Newsom called the new decision “outrageous.” Attorney General Rob Bonta, also a Democrat, said in a statement that while it’s unclear what impact the changes will have on California, the decision overall threatens minority voters in other states.

“While the full impact of this decision is still uncertain, we know from past experience that decisions that repeal or effectively repeal provisions of the Voting Rights Act are often followed by new state laws that limit ballot access for voters of color,” Bonta said in a statement.

Christine Nimmers, the Black Power Network’s policy and campaigns manager, said in a statement that the decision rolled back “generations of progress.”

“The ability of voters to challenge discriminatory districts rigged to silence people’s voices based on race is a critical defense against being silenced,” Nimmers said.

In California, violations of the Voting Rights Act are not just a memory of civil rights-era discrimination. Already in 1990A federal judge cited Section 2 of the Voting Rights Act in declaring that the Los Angeles County Board of Supervisors unconstitutionally rigged its districts to exclude Hispanic voters.

Section 2 requires redistricting maps to be “equally open to participation” by protected groups — including racial minorities. Wednesday’s Supreme Court ruling left Section 2 intact but significantly limited how it could be applied by raising the bar for violations to “a strong inference that intentional discrimination occurred.”

The three-judge Supreme Court’s liberal minority argued that the changes to Section 2 effectively dismantled the Voting Rights Act.

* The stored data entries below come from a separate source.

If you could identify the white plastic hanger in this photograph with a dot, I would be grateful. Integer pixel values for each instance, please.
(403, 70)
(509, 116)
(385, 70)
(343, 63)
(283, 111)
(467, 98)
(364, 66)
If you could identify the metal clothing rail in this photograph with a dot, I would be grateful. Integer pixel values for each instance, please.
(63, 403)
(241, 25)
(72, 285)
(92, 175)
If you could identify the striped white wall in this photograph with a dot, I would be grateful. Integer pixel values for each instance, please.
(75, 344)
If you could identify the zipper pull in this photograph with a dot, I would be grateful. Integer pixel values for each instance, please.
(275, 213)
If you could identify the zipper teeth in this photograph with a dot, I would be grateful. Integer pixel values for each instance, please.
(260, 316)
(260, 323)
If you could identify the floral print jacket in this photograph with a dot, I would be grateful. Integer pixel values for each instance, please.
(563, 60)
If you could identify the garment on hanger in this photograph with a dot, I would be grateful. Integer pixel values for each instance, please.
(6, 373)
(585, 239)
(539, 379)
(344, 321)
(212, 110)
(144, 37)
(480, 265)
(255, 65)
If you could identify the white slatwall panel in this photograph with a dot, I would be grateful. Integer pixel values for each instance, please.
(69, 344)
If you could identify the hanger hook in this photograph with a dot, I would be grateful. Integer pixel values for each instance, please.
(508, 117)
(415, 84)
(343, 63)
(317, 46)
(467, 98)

The conservative majority on the court narrows the 2013 law.

Conservatives in California celebrated the decision.

Chris Keyser, a senior staff attorney at the Pacific Legal Foundation, said the ruling was a long-hoped-for victory for California conservatives who argued that Section 2 of the Voting Rights Act improperly uses race in redistricting.

“The very idea of ​​a majority-minority district and having a candidate of their choice is antithetical to democracy,” Kizer said. “Voting is an individual right, not a group right.”

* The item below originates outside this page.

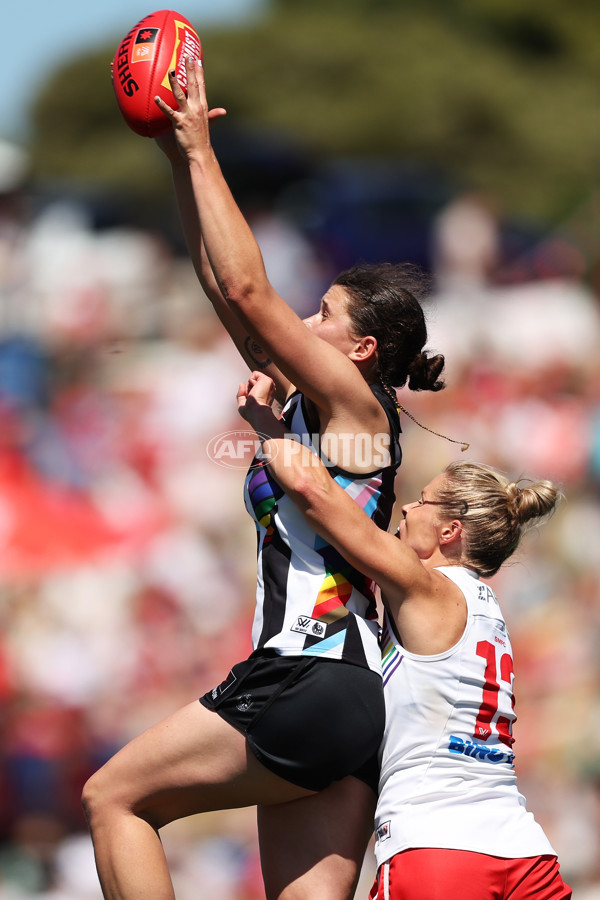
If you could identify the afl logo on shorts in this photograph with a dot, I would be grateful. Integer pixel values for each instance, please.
(384, 832)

The Voting Rights Act was used primarily to help the state’s growing Hispanic population gain political representation from the 1960s to the 1990s. Thomas A. Saenz, president and general counsel of the Mexican American Legal Defense and Education Fund, said the decision is unlikely to have an immediate impact in California.

The decision will not affect California’s recent redistricting efforts, he said, nor will it affect the decisions of the state’s independent redistricting commission.

“I don’t believe there is arguable fraud in this state,” Saenz said.

But Rosalind Gold, chief public policy officer for the Education Fund of the National Association of Latino Elected and Appointed Officials, said the decision has dire long-term implications for Latino representation in California.

“By gutting the Voting Rights Act, it could open the door to counties and localities looking at how they used Section 2 to draw their maps and challenging those maps,” Gold said.